The cooler temperatures of fall are a welcome change at the end of a hot summer. Along with cool misty mornings, golden grasses and sliver puffy clouds, fall also brings a perfect opportunity to plant more perennials. Whether supplementing an existing planting or installing an entire garden, the soil and air temperatures during autumn present the perfect conditions for root establishment. Plus, planting in the fall gives you a big jump on spring gardening and maybe even opens up more time for other spring projects. If you’re accustomed to only planting in spring, here are few important tips to keep in mind as you plan an autumn plant installation.

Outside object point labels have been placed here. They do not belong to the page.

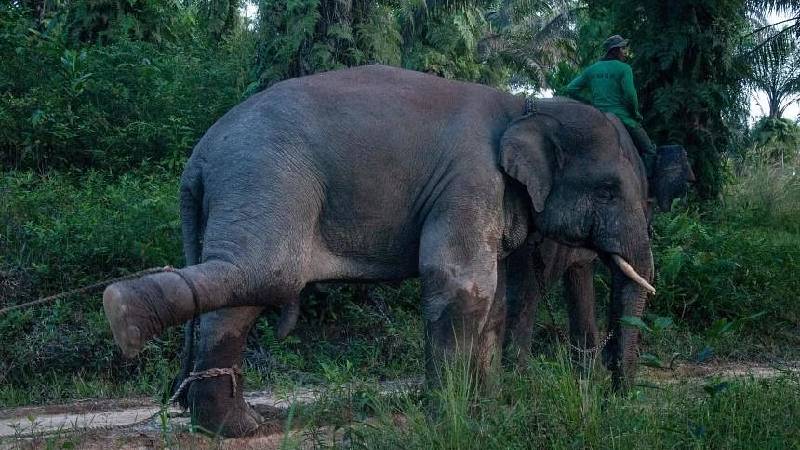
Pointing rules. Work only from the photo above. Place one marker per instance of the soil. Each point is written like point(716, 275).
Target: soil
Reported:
point(136, 423)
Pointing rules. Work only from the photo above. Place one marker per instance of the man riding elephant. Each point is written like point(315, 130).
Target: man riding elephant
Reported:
point(610, 84)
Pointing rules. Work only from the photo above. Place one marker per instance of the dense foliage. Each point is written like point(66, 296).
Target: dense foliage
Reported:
point(110, 107)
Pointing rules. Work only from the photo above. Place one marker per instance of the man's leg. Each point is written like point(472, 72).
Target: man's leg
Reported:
point(645, 146)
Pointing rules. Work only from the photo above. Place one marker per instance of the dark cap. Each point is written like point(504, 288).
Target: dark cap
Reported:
point(614, 42)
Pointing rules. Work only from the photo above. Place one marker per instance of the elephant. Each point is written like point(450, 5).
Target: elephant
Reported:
point(380, 173)
point(549, 261)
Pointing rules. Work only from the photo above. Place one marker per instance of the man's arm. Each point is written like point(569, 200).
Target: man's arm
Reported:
point(629, 91)
point(575, 88)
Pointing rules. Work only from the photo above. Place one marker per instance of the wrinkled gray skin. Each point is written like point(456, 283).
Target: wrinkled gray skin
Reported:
point(551, 261)
point(378, 173)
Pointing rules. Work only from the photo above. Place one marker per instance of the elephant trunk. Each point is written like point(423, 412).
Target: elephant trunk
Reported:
point(630, 285)
point(142, 308)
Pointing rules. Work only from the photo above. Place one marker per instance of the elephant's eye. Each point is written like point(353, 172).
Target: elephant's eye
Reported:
point(606, 192)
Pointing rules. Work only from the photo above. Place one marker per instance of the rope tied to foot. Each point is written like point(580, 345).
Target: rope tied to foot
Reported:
point(87, 289)
point(204, 374)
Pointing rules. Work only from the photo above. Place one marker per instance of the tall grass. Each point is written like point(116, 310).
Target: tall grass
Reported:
point(546, 405)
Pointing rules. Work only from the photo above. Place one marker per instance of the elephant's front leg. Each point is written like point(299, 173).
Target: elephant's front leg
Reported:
point(524, 292)
point(216, 402)
point(463, 307)
point(580, 299)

1. Take Stock at the End of Summer. At the end of summer it’s easy to remember the garden’s progress. Your observations of the past season are still visible: where to add a tall spiky plants, which areas needed more ground cover, spots that could use more early seasons blooms, and so on. Contemplating the garden at the end of a years’ growth can help you better visualize the changes you are considering. Plan ahead. Determine which plants you need, and order early.

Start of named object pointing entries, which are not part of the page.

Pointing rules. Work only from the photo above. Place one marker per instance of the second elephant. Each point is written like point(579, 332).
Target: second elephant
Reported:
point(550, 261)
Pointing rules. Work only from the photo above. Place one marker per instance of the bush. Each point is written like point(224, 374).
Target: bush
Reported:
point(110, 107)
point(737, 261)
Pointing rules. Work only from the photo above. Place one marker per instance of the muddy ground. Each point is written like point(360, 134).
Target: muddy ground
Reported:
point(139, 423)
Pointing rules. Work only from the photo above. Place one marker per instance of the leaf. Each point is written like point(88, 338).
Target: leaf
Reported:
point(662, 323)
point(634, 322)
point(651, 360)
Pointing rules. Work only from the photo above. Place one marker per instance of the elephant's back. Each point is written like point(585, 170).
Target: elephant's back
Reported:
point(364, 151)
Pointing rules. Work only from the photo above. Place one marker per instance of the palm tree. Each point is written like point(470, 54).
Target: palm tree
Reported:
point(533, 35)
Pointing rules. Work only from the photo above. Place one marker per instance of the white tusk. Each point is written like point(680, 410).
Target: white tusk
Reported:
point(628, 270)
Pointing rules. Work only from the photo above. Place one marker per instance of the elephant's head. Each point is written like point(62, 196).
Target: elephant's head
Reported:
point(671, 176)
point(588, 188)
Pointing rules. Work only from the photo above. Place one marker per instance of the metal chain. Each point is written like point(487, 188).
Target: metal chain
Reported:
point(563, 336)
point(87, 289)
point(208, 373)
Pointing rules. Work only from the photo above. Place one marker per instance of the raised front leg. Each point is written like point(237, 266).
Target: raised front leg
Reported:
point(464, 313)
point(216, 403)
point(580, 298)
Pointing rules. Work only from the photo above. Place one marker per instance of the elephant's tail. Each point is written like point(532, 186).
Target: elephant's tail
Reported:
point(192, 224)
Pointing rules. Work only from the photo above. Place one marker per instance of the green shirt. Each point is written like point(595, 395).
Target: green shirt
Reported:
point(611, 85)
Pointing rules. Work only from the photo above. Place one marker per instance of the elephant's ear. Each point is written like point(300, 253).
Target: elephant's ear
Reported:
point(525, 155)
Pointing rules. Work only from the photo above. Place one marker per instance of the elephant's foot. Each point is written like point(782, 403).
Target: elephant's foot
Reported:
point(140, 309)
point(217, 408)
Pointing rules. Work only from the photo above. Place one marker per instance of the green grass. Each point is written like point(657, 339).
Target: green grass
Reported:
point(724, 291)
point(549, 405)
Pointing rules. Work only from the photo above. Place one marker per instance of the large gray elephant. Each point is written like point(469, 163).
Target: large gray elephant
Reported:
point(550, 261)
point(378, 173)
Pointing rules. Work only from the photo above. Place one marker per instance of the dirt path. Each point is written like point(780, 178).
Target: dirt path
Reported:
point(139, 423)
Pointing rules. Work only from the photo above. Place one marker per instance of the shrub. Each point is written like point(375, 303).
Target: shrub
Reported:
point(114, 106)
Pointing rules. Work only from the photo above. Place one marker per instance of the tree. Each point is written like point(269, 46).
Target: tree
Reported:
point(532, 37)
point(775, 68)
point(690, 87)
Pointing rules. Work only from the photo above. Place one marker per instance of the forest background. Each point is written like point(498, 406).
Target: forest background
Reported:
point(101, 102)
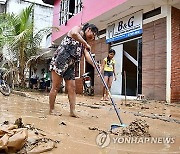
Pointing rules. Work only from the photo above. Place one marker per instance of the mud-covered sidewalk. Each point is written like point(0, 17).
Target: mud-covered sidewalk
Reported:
point(79, 135)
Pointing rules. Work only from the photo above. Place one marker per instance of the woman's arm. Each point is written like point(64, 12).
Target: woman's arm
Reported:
point(75, 33)
point(88, 57)
point(102, 66)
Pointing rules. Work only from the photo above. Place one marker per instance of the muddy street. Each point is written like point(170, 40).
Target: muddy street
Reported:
point(80, 135)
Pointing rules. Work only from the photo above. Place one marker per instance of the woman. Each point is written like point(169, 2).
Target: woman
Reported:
point(63, 62)
point(108, 66)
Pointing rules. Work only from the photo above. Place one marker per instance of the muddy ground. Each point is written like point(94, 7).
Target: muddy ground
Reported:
point(78, 135)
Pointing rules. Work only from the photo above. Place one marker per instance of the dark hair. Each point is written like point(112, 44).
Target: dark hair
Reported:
point(110, 51)
point(93, 28)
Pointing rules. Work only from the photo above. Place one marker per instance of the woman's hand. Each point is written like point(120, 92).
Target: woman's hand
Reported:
point(87, 46)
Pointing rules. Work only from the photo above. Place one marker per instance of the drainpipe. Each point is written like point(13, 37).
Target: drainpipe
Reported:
point(168, 56)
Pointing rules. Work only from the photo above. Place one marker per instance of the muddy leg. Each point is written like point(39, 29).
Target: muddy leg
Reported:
point(56, 80)
point(72, 96)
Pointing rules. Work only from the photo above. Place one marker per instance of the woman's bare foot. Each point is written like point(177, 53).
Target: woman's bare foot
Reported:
point(73, 114)
point(55, 113)
point(102, 99)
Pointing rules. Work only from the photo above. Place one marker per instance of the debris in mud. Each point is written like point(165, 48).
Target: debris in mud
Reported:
point(20, 138)
point(144, 107)
point(19, 123)
point(137, 128)
point(63, 123)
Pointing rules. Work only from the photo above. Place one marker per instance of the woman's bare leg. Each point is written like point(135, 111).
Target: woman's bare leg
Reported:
point(109, 84)
point(71, 87)
point(56, 80)
point(104, 89)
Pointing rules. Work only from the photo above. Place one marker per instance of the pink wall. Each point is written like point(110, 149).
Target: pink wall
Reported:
point(91, 9)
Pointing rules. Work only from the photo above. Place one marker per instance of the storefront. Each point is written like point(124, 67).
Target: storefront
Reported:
point(125, 37)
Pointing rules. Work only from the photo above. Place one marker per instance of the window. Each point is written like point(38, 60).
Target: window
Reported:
point(152, 13)
point(68, 8)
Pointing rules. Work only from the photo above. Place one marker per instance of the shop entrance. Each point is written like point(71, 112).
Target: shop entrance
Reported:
point(128, 68)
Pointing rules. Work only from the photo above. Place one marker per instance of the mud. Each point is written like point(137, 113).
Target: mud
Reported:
point(137, 128)
point(36, 141)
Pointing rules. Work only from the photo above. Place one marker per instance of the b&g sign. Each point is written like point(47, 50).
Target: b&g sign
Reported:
point(126, 27)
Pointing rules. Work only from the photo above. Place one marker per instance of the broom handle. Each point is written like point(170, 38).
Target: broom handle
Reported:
point(94, 62)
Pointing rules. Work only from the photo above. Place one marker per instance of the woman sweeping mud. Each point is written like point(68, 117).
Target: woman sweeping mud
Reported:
point(63, 62)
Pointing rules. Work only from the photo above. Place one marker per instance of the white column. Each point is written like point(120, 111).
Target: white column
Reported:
point(168, 60)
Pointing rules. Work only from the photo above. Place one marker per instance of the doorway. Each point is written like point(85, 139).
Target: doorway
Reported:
point(89, 68)
point(128, 68)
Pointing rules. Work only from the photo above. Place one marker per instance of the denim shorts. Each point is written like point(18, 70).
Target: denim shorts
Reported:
point(108, 73)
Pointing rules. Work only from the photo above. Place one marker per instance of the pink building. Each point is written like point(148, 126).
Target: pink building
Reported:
point(145, 35)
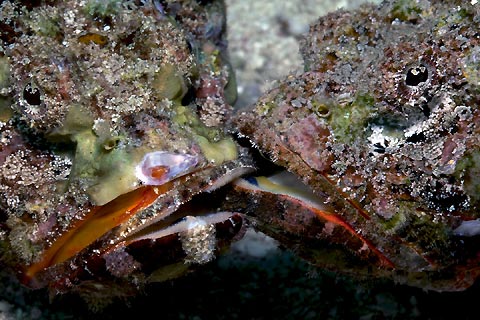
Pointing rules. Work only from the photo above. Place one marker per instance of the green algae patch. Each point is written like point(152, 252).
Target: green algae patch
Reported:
point(107, 171)
point(103, 9)
point(168, 83)
point(349, 120)
point(215, 147)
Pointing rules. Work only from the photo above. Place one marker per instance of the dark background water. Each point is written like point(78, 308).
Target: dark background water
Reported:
point(276, 286)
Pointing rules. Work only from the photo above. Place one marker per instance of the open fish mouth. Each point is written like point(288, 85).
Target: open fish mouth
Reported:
point(157, 209)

2. When to Plant. Don’t wait until the cold winds begin to howl to install transplants (unless you live in zone 8 – 11, in which case you can pretty much plant anytime of year). The plant roots need time to get established, so try to install your plants at least six weeks before the ground freezes solid. We start shipping plants during the second week of September. The further North you live, the earlier you should plant. Ordering plants in early August will ensure a good delivery window and you’ll have the best plant selection, too.

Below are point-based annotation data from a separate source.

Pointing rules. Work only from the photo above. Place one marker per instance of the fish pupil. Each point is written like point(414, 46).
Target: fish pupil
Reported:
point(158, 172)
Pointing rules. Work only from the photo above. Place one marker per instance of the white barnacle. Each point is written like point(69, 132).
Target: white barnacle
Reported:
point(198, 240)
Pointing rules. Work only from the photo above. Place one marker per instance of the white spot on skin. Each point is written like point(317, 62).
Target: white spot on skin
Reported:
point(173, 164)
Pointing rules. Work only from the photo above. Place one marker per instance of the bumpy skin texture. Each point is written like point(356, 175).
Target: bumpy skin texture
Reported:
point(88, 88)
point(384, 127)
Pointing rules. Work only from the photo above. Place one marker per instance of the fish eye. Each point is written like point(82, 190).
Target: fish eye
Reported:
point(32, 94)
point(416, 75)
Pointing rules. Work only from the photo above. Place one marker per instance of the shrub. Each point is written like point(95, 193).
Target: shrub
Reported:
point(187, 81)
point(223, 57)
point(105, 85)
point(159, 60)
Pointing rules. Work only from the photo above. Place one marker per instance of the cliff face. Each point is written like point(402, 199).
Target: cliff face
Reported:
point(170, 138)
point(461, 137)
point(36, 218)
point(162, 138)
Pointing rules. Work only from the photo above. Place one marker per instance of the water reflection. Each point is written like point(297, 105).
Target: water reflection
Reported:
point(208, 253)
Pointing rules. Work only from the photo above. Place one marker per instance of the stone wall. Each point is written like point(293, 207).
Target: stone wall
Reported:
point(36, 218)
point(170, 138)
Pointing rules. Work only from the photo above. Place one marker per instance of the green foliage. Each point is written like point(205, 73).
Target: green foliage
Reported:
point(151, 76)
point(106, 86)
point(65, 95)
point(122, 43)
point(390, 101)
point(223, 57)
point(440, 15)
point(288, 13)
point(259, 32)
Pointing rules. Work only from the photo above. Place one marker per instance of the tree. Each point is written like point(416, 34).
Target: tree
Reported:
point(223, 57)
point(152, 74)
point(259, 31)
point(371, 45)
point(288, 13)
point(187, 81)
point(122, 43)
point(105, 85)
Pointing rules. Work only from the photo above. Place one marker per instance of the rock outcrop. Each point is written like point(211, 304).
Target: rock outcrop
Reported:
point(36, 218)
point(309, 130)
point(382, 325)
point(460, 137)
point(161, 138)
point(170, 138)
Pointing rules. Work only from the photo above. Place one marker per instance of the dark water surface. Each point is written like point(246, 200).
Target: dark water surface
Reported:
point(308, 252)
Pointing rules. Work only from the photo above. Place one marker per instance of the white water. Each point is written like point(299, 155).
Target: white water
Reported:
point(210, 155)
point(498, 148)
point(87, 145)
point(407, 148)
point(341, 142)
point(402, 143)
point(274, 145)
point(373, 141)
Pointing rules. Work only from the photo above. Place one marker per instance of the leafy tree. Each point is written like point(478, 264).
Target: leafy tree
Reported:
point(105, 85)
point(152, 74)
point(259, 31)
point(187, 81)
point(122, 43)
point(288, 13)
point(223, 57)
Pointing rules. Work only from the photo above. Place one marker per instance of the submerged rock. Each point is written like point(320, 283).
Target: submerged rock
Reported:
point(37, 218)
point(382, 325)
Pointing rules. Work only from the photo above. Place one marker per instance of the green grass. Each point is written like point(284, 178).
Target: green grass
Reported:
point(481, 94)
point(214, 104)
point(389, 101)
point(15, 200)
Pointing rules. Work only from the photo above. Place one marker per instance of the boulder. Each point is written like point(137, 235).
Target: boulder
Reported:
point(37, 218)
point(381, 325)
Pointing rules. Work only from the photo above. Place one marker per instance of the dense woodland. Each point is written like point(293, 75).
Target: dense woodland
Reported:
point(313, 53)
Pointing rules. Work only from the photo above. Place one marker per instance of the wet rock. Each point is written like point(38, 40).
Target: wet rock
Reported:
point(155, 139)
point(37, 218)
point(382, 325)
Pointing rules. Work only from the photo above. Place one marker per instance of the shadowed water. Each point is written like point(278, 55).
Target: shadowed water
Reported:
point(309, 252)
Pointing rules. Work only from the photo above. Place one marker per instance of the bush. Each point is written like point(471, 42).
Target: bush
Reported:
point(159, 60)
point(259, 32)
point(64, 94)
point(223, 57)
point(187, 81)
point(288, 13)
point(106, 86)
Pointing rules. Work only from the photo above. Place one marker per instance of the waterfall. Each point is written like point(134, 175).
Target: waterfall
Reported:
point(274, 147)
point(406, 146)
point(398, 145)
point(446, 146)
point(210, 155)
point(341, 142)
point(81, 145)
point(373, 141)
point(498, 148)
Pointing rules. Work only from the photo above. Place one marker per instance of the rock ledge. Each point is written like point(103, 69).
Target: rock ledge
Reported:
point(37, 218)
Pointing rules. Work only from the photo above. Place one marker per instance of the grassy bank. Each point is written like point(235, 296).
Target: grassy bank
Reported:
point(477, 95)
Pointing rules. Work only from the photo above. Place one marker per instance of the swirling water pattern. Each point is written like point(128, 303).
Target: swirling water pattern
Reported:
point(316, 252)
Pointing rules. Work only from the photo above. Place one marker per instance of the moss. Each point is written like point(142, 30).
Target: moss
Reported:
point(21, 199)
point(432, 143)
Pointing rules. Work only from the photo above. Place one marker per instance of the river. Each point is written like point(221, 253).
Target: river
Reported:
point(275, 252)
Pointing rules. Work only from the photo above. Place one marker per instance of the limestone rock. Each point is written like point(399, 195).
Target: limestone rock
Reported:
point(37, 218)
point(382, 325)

3. Plant Spring Ephemerals in Early Fall. Spring-blooming perennials, especially in the bare root form, are best planted early in the fall. Planting in the fall while the soil is still warm will give the roots enough time establish properly. This allows the plants to emerge from well established roots, with a stronger start, the following spring.
4. Soil Temperature. The soil temperature is warmer in the fall than it is in spring, and this encourages root growth. And since the plants are usually not producing flowers, they’ll have more energy for root establishment.
5. What About Frost? Frost will stop the growth of the plant above ground, but it will not kill the plant. The roots will continue to grow until the soil freezes solid.
6. Plant Condition and Dormancy. At the end of the growing season many of our native perennials have finished their growth cycles, and they may not be looking their best. Spring ephemerals are completely dormant in the fall, with no growth showing above the roots. Because of this complete die-back, ephemerals are often shipped as bareroot stock. Plants that bloomed earlier in the summer will also be well past their prime and may look very tired as they head towards winter dormancy. Simply plant them with the same care that you would bestow upon a thriving green plant in the spring.
7. Watering. Before planting, water the plants thoroughly and let the roots completely soak up the water. With the lower temperatures, the lower sun angle, and the shorter days, plants generally need less watering in the fall. Water them once per week until the soil freezes.
8. Preventing Frost Heave. Once the plants are in the ground, a freezing and thawing of the soil can result in “frost heave” – wherein the thawing soil causes plants that aren’t fully anchored to raise up out of the soil – which puts the plant in danger of being killed by cold. After the soil has frozen hard, spread a few inches of straw mulch around the transplants. A good layer of straw will keep the ground from thawing around the plants. Once they are mulched you’re ready for winter. When spring arrives, pull the mulch away from the plants, to allow the soil warm up faster around the plants.